On 2017-01-26 Gilbert E. Detillieux wrote:
I try an "apachectl graceful" on the server, and it has no effect. I try "apachectl restart" and it's OK for a few seconds, responding to http requests, but after a while it gets jammed up again. Not sure what's going on, but I have to catch a bus soon...
I'll check it out tonight. I'm nearly positive Adam had already tweaked the worker settings because ps shows waaaay more workers than apache usually does by default. We may need even more. There might be load limits being hit too.
I also have some thoughts about using iptables and/or qos (tc) controls to give priority to "local" connections (like shaw, mts, les, uofm). Perhaps even create 3 tiers: local (likely to be muugers/manitobans), normal, and wtf-are-you-using-us (China, etc). No one will be blocked, we'll just give more TCP SYN's and/or egress b/w to the people we are supposed to be serving first. We can discuss here or at a board meeting.
Prioritizing/limiting would also allow us to tune down the load so that the box doesn't become overall useless for everyone (like we're experiencing today, sort of).
Why not just use nginx or some other web server that can handle the higher load? The mirror might be able to be moved over to use it at least..
On 2017-01-26 5:25 PM, Trevor Cordes wrote:
On 2017-01-26 Gilbert E. Detillieux wrote:
I try an "apachectl graceful" on the server, and it has no effect. I try "apachectl restart" and it's OK for a few seconds, responding to http requests, but after a while it gets jammed up again. Not sure what's going on, but I have to catch a bus soon...
I'll check it out tonight. I'm nearly positive Adam had already tweaked the worker settings because ps shows waaaay more workers than apache usually does by default. We may need even more. There might be load limits being hit too.
I also have some thoughts about using iptables and/or qos (tc) controls to give priority to "local" connections (like shaw, mts, les, uofm). Perhaps even create 3 tiers: local (likely to be muugers/manitobans), normal, and wtf-are-you-using-us (China, etc). No one will be blocked, we'll just give more TCP SYN's and/or egress b/w to the people we are supposed to be serving first.
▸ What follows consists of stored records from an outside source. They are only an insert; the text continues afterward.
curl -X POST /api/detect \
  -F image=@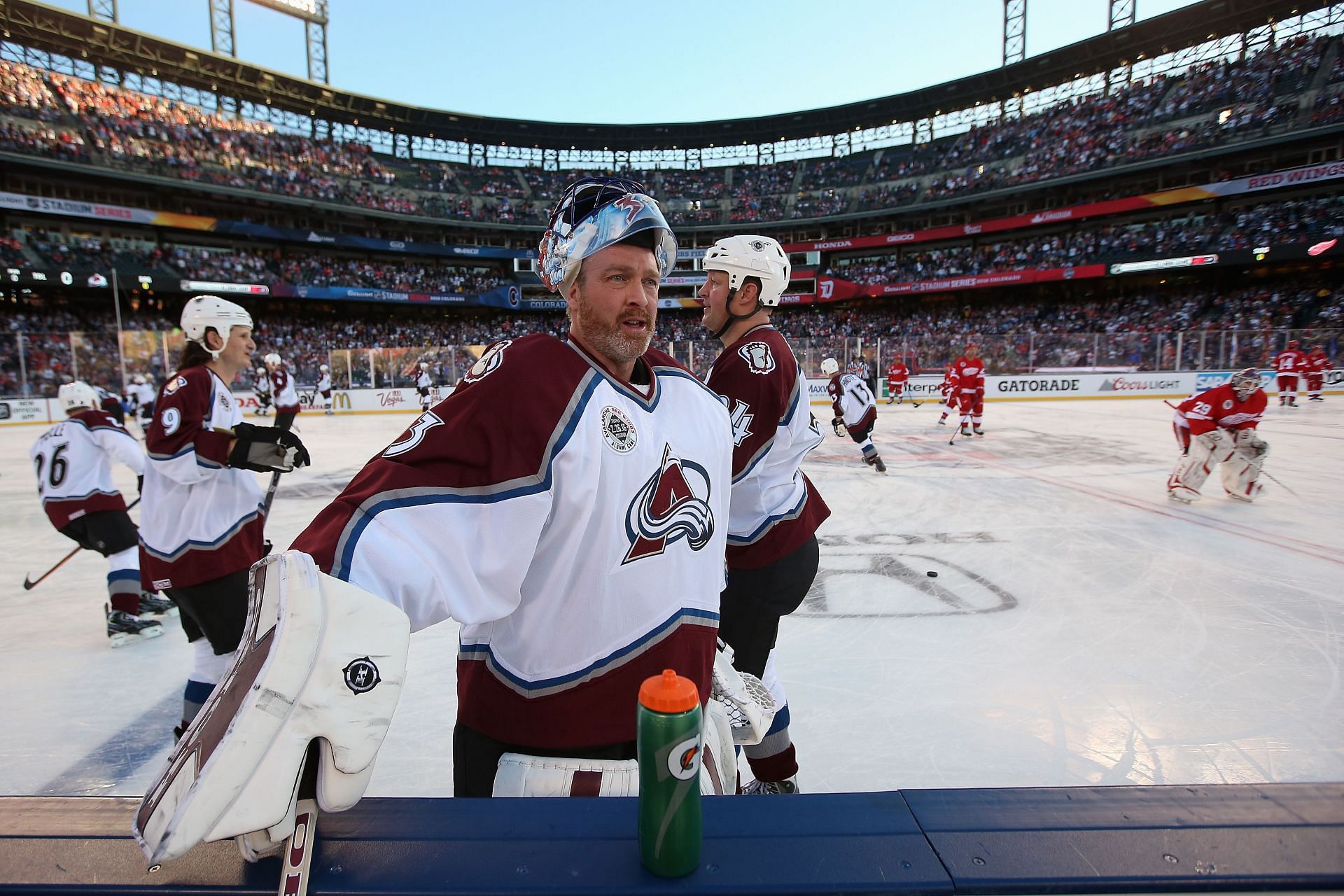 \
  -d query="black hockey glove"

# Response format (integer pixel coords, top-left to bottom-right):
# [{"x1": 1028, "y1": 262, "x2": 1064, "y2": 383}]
[{"x1": 228, "y1": 423, "x2": 313, "y2": 473}]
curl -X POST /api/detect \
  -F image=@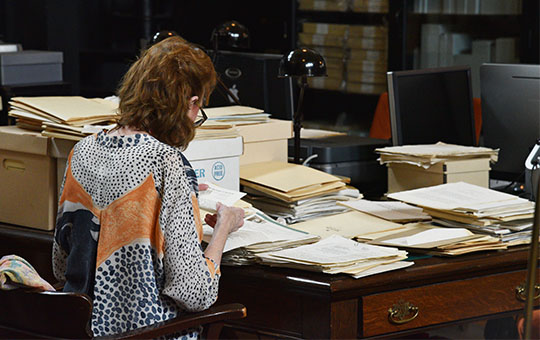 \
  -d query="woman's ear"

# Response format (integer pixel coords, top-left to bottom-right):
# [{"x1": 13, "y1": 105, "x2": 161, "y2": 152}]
[{"x1": 189, "y1": 96, "x2": 199, "y2": 107}]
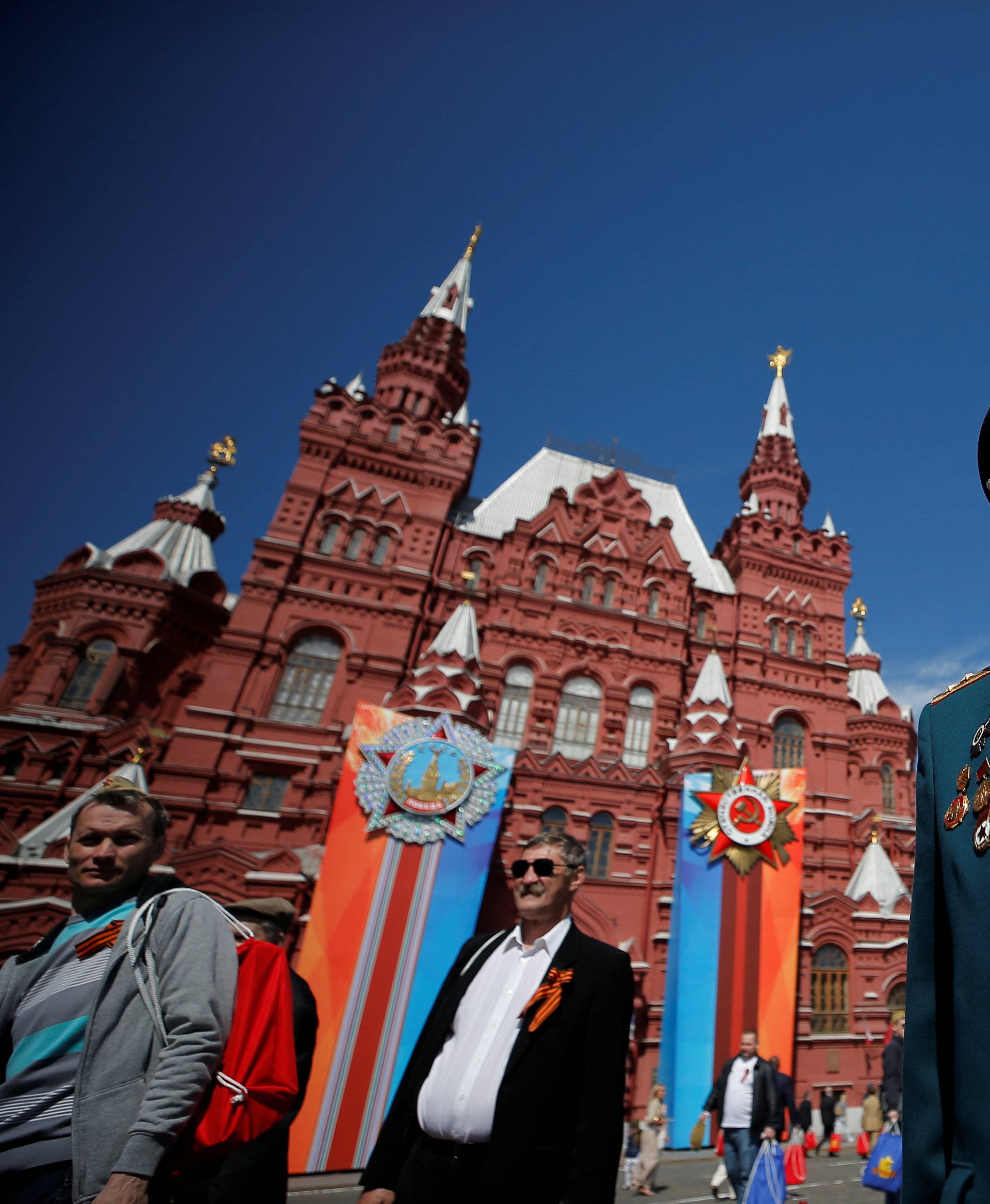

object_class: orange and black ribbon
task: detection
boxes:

We can discuss here or at a board meeting.
Prioritizing/limiting would also allow us to tune down the load so that the box doesn't become overall useless for everyone (like we're experiencing today, sort of). _______________________________________________ Roundtable mailing list Roundtable@muug.ca https://muug.ca/mailman/listinfo/roundtable
On 2017-01-26 Robert Keizer wrote:
Why not just use nginx or some other web server that can handle the higher load? The mirror might be able to be moved over to use it at least..
It may not be a load-causes-kernel-not-to-run-things issue but more of a apache-is-set-to-deny-connections-beyond-certain-load issue.
Anyhow, let's move this discussion to [board] with the interested partie's cc'd rather than fill up [RndTbl]. I'll reply there in a second with the relevant cc's.
Also, I need a clear reboot policy for that box. When the auto-updates email me saying one needed a reboot (i.e. kernel), can I reboot? Best time to reboot? Does Adam need to be pre-informed in case it doesn't come back up? etc.
If it's safe, I'd like to have the authority to reboot in the wee hours (like 3am) whenever the box reports a kernel sec update. Right now we're running on a kernel that is about 3 sec updates old, uptime of several months.